Glückwunsch! Grüße Ute
Liebe Ute,
herzlichen Dank für deine Rückmeldung. Da wir gemeinsam die Ausstellung besucht haben, ist mir dein Feedback sehr wichtig. Das waren schon zwei sehr interessante Ausstellungen, die wir in Düsseldorf besucht haben. Martin Schoeller und Peter Lindbergh. Nach der doch sehr aufwendigen Arbeit für diesen Beitrag bleibt Herr Lindbergh für meine Website vermutlich auf der Strecke.
Liebe Grüße, Barbara
Liebe Barbara,
was für eine Vielfalt!
Ästhetik zeigt sich hier höchst deutlich auf unterschiedlichste Art und Weise.
Dein Beitrag ist ein toller Zugang zu Schoellers Werk.
Beste Grüße
Daniel
Lieber Daniel,
danke für deine Rückmeldung! Es freut mich, dass mein Beitrag dir einen Einblick in die vielfältige Arbeit von Martin Schoeller verschafft hat.

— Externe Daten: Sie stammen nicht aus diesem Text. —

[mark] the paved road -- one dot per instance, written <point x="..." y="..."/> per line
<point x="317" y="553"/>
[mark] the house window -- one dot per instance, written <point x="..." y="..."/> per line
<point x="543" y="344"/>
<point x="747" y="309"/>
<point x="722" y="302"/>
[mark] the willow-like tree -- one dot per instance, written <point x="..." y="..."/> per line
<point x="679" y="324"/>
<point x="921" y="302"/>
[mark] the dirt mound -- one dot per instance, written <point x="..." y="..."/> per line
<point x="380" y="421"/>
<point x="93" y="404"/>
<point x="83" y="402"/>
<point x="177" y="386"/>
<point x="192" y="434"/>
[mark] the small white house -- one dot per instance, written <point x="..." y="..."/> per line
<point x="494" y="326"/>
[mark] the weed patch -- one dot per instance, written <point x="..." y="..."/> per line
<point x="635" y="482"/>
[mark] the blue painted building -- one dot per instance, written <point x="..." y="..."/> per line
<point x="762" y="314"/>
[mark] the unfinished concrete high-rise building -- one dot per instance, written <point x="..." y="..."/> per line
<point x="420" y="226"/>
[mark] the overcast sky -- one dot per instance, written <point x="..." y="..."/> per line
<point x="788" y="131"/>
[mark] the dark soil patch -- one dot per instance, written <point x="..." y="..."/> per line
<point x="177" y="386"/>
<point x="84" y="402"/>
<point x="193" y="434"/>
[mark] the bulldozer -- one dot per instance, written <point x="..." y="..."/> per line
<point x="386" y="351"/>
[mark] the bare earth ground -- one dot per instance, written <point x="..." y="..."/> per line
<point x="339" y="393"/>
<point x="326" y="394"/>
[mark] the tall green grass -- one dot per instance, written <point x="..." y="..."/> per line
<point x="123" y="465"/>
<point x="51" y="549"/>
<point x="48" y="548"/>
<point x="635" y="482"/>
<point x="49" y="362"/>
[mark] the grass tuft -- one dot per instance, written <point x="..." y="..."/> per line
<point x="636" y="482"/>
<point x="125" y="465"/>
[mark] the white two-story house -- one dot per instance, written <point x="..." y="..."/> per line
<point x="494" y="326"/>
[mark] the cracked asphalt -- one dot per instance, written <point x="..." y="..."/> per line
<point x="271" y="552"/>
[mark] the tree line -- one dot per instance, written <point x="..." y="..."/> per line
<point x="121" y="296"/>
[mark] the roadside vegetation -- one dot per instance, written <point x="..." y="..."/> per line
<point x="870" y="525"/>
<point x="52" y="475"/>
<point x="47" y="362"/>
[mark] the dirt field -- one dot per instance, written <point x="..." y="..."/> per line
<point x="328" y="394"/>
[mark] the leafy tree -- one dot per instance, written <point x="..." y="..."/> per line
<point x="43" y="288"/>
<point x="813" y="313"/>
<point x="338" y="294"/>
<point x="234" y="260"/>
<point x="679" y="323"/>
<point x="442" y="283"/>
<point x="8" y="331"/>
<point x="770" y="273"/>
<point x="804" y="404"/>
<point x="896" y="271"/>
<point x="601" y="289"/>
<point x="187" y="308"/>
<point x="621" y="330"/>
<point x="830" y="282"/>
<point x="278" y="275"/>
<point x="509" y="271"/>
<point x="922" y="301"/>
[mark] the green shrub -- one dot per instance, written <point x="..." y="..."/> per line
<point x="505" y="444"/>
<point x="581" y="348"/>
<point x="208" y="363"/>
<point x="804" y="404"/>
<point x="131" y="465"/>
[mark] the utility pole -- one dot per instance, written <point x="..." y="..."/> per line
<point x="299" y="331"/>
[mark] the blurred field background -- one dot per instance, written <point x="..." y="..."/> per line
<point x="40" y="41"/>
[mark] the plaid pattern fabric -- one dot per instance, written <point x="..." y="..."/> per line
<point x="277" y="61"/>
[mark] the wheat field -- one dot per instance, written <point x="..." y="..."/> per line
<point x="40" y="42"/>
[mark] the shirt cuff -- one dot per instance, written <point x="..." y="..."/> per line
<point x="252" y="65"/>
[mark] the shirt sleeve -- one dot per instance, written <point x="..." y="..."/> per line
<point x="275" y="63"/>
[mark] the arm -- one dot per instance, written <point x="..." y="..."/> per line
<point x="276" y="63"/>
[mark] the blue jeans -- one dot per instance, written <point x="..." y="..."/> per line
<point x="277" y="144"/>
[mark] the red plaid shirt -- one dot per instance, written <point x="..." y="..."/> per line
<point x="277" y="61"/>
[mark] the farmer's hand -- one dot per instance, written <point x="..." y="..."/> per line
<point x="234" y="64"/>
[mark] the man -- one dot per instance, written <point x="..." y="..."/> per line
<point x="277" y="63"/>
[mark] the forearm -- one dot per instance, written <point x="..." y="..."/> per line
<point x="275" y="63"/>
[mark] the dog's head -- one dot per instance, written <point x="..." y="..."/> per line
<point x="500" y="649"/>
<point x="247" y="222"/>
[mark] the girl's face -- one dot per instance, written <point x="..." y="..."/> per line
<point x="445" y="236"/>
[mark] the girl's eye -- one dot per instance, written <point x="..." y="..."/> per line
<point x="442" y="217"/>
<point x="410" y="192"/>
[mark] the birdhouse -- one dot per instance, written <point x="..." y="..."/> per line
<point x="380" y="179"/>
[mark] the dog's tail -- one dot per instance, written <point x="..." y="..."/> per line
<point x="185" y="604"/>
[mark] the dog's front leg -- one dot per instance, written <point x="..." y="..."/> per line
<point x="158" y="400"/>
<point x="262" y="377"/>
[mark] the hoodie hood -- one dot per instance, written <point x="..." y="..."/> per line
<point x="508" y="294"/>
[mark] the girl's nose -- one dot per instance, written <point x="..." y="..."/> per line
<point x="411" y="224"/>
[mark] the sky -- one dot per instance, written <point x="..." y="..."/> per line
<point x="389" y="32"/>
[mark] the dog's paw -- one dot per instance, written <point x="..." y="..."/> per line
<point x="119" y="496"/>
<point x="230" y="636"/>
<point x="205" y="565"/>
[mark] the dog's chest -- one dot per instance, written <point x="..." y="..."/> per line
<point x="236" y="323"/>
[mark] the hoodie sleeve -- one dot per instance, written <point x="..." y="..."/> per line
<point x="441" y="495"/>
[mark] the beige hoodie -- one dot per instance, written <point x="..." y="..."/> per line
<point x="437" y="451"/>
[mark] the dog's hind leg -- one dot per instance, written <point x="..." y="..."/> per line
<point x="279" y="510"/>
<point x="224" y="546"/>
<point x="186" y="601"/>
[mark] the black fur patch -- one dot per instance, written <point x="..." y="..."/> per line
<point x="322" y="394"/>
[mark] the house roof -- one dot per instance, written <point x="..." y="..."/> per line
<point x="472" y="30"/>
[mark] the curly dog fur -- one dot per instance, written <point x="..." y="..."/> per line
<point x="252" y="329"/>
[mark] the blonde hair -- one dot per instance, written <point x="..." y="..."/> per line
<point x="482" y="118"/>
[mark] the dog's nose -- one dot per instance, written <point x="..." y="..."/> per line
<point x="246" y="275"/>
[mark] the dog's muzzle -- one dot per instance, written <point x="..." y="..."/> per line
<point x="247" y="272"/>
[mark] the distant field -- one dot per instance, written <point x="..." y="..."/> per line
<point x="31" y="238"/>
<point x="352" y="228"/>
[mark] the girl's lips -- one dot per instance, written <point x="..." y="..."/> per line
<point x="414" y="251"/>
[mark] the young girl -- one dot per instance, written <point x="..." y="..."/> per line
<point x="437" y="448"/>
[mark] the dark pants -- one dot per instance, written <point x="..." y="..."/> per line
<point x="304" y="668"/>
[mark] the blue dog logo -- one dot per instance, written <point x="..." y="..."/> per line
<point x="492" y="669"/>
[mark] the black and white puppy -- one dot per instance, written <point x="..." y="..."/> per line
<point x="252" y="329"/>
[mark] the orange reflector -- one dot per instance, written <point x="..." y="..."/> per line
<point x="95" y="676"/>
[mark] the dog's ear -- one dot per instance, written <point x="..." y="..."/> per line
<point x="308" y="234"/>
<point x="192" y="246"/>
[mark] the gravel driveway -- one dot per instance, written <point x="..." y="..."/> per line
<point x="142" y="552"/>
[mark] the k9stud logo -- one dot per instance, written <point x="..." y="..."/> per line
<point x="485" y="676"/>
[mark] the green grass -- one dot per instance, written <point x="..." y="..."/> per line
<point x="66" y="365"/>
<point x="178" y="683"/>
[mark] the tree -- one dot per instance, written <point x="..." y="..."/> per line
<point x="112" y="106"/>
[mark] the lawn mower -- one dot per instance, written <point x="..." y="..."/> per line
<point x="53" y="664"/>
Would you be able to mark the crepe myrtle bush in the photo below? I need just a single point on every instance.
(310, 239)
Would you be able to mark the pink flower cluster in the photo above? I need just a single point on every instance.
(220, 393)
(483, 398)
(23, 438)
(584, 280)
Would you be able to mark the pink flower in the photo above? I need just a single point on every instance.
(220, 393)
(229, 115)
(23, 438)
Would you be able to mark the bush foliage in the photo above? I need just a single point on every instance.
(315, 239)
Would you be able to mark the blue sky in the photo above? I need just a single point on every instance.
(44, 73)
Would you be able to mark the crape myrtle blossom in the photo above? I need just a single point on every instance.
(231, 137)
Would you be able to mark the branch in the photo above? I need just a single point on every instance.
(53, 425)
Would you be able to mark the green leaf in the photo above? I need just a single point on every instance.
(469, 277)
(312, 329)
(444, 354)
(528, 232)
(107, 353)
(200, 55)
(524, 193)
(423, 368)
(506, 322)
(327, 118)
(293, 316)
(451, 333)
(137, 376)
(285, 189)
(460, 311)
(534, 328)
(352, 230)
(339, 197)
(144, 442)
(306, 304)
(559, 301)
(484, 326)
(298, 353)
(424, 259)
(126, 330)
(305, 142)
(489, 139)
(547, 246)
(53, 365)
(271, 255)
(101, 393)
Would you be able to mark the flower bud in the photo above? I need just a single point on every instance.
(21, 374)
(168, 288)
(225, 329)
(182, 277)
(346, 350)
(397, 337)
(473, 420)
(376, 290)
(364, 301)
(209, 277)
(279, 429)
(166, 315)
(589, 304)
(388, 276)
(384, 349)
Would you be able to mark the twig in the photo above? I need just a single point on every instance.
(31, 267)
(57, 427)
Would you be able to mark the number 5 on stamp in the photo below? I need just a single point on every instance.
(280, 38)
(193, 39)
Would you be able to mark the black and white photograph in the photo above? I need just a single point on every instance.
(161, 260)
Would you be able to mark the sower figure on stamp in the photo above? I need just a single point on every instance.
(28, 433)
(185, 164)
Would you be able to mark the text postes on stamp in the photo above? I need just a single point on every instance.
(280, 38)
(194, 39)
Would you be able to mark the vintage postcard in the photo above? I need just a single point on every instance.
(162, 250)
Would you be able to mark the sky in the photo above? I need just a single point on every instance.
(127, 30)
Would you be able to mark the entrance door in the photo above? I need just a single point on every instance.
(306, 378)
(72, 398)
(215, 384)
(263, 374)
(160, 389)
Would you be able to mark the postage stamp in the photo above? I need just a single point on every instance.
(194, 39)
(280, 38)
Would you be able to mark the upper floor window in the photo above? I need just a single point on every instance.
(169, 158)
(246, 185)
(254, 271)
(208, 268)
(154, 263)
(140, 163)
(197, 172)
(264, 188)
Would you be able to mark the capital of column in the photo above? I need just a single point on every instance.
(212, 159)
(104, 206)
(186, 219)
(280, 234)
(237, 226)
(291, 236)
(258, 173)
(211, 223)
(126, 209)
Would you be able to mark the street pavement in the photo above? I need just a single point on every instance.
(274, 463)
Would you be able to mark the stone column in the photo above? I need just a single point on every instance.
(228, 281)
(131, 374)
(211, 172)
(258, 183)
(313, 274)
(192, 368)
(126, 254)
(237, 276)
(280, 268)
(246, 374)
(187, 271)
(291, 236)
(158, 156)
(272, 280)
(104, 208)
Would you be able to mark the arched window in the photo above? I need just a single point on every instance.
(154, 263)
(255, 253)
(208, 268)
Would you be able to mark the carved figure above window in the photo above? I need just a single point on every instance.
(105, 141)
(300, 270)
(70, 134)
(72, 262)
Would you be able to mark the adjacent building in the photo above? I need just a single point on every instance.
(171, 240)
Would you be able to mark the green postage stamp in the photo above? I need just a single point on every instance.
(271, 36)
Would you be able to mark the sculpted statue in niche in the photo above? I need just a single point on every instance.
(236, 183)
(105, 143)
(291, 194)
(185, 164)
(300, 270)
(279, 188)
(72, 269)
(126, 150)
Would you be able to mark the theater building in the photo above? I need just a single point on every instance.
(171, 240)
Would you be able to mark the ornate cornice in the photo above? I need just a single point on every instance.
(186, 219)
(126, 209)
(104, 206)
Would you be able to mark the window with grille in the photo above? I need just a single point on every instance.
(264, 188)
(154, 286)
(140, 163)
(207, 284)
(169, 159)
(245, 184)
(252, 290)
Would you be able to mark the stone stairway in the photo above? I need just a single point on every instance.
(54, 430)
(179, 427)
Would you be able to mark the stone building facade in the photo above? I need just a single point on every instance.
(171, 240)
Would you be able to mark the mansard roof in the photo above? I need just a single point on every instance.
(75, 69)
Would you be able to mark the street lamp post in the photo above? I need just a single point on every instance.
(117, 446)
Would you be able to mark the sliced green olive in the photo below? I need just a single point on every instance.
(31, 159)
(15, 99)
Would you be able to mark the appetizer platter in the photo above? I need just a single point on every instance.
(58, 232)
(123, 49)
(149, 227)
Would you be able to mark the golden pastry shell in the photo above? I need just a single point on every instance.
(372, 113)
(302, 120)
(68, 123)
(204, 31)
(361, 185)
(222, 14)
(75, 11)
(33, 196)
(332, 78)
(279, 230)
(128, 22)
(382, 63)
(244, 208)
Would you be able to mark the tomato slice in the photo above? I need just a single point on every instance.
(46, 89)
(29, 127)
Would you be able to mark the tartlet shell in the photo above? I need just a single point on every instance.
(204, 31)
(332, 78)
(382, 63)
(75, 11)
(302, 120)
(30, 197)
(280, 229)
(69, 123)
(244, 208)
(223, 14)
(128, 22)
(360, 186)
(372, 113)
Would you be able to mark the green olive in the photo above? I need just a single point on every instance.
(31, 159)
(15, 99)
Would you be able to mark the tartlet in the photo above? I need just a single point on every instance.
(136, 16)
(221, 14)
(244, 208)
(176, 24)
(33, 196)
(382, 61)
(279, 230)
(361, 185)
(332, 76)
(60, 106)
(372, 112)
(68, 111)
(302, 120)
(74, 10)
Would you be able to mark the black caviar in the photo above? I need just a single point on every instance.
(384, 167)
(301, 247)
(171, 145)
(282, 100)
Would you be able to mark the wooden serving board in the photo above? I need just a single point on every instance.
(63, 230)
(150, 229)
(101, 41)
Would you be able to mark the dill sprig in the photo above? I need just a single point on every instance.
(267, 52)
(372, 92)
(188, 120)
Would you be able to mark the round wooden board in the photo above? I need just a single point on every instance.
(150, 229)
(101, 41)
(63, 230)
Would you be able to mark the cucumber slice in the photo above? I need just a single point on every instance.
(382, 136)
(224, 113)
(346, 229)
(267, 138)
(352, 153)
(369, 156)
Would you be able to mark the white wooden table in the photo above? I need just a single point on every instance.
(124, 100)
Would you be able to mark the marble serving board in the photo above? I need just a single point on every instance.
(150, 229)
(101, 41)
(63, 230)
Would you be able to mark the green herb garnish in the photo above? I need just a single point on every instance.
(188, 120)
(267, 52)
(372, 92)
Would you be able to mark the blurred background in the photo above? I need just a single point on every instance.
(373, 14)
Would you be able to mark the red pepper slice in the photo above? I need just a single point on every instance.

Am besten ist es natürlich, sich selbst in der Ausstellung ein Bild zu machen.
Liebe Grüße
Barbara
Liebe Barbara,
das Werk von Schoeller ist sehr beeindruckend. Seine Fotos haben m. E. eine große suggestive Kraft und fesseln einen. Das Betrachten und Wirkenlassen der Bilder ist anstrengend. Sein Konzept ist genial und die Wirkung ist verblüffend. Durchaus beklemmend. Es wirkt sehr frontal und äußerst direkt. Der Abstand fehlt. Weder Obama noch Frau Merkel oder Jack N. wirken richtig sympathisch. Eine tolle Ausstellung und wieder ein ganz besonderer Bericht! Vielen Dank und beste Grüße!
Rainer
Lieber Rainer,
danke für deine Rückmeldung mit der präzisen Analyse von Martin Schoellers Fotos. Ich stimme dir voll zu. Die Nähe der Personen auf den Fotos zum Betrachter muss man aushalten. Schoeller konfrontiert uns mit Personengruppen, denen man nicht alltäglich begegnet. Eine Aufforderung zur Reflexion!
Richtig betroffen gemacht haben mich allerdings seine Fotos von Holocaust – Überlebenden in der Ausstellung Survivors auf Zollverein. Dadurch, dass die Ausstellung in Düsseldorf eine thematisch breit gefächerte Werkschau über 10 Jahre ist, hat das einzelne Thema eine nicht so starke Wirkkraft.
Liebe Grüße
Barbara
Unglaublich diese Bilder – eine eindrucksvolle Darstellung unterschiedlichster Themen. Martin Schoeller ist unbedingt sehenswert. Diese Vielfalt ist wie das wahre Leben – eben bunt. Und was der eine als schön empfindet, mag den anderen abstoßen. Die Art der Darstellung ist gewaltig. Die Wirkung auf den Betrachter ist teilweise so stark, dass es ihn fast erschlägt. Aber auf jeden Fall faszinierend. Ich habe mit großem Interesse deinen Beitrag verfolgt und finde es klasse, dass du uns daran teilnehmen lässt. Großartige Bilder, die du festgehalten hast!
Liebe Angelika,
danke für deine ausführliche und differenzierte Rückmeldung! Ich schätze an Martin Schoeller seinen Stil der Fotografie, besonders bei den Close Ups, aber auch seinen Humor, den er bei den Portraits einsetzt. Ich bin ebenso angetan von seinen vielfältigen sozialen Projekten, mit denen er den Betrachter konfrontiert. Besonders beklemmend fand ich die Death Row Exonorees und ihre Leidensgeschichten.